I am religiously following the Data Analysis with Python online course at cognitiveclass.ai. I have found the courses at cognitiveclass.ai interesting and informative. Courses are very simple and requires your utmost attention. They have correctly stayed away from being over interactive(yes this is the very bad trend spread across most of Data science course found online). My only concern is no text or PDF files to brush up. At least handouts would have been great. So i have thought of documenting important lectures for myself.

Python Packages for Data Science- Short Intro

In order to do data analysis in Python-

A Python library is a collection of functions and methods that allow you to perform lots of actions without writing any code. The libraries usually contain built-in modules providing different functionalities, which you can use directly. And there are extensive libraries, offering a broad range of facilities.

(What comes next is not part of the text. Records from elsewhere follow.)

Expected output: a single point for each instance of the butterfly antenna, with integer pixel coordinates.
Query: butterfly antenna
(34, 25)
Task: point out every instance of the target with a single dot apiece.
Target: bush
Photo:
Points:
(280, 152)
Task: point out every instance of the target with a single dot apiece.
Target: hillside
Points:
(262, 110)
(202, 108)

Python data analysis libraries can be divided into three groups:

1.The first group is called “scientific computing libraries.”

a. Pandas

offers data structure and tools for effective data manipulation and analysis. It provides fast axis to structured data. The primary instrument of Pandas is a two-dimensional table consisting of column and row labels, which are called a DataFrame. It is designed to provide easy indexing functionality.

b. The Numpy library

uses arrays for its inputs and outputs. It can be extended to objects for matrices, and with minor coding changes, developers can perform fast array processing.

c. SciPy

includes functions for some advanced math problems, as listed on this slide, as well as data visualization.

2. Visualization Libraries:-

Using data visualization methods is the best way to communicate with others, showing them meaningful results of analysis.These libraries enable you to create graphs, charts and maps.

a.The Matplotlib package

is the most well-known library for data visualization. It is great for making graphs and plots. The graphs are also highly customizable.

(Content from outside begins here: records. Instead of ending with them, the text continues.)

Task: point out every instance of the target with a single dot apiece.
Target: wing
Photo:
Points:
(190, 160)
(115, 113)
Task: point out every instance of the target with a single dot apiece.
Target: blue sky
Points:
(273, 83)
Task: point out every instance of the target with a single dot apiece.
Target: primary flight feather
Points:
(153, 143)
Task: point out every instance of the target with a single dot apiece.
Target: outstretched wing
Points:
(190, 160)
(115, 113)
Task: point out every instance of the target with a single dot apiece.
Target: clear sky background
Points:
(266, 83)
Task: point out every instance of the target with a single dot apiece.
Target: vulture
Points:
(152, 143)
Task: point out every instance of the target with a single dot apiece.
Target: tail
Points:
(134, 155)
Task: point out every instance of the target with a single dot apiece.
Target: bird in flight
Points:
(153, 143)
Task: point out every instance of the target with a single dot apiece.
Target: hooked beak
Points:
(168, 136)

Another high-level visualization library is Seaborn. It is based on Matplotlib. It’s very easy to generate various plots such as heat maps, time series, and violin plots.

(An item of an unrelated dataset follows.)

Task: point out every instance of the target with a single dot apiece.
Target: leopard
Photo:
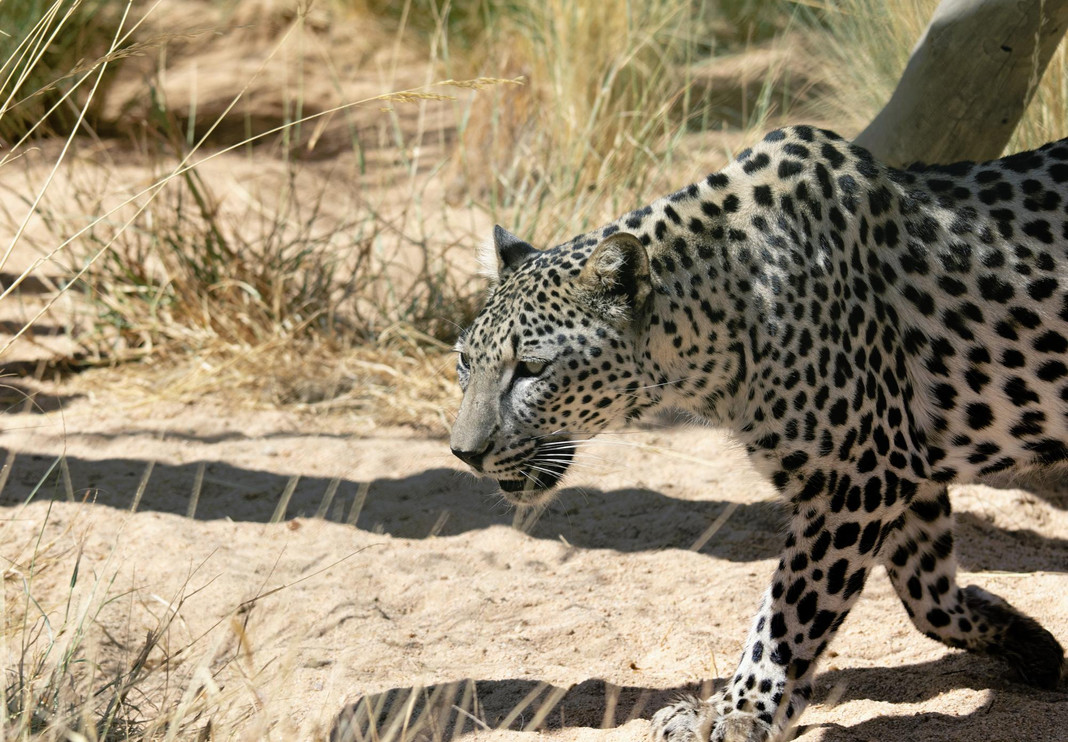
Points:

3. Algorithmic Libraries:-

With Machine Learning algorithms, we’re able to develop a model using our dataset, and obtain predictions.
The algorithmic libraries tackle some machine learning tasks from basic to complex.
Here we introduce two packages:

a. The Scikit-learn library

contains tools for statistical modeling, including regression, classification, clustering and so on. This library is built on NumPy, SciPy and Matplotlib.

b. StatsModels

is also a Python module that allows users to explore data, estimate statistical
models, and perform statistical tests.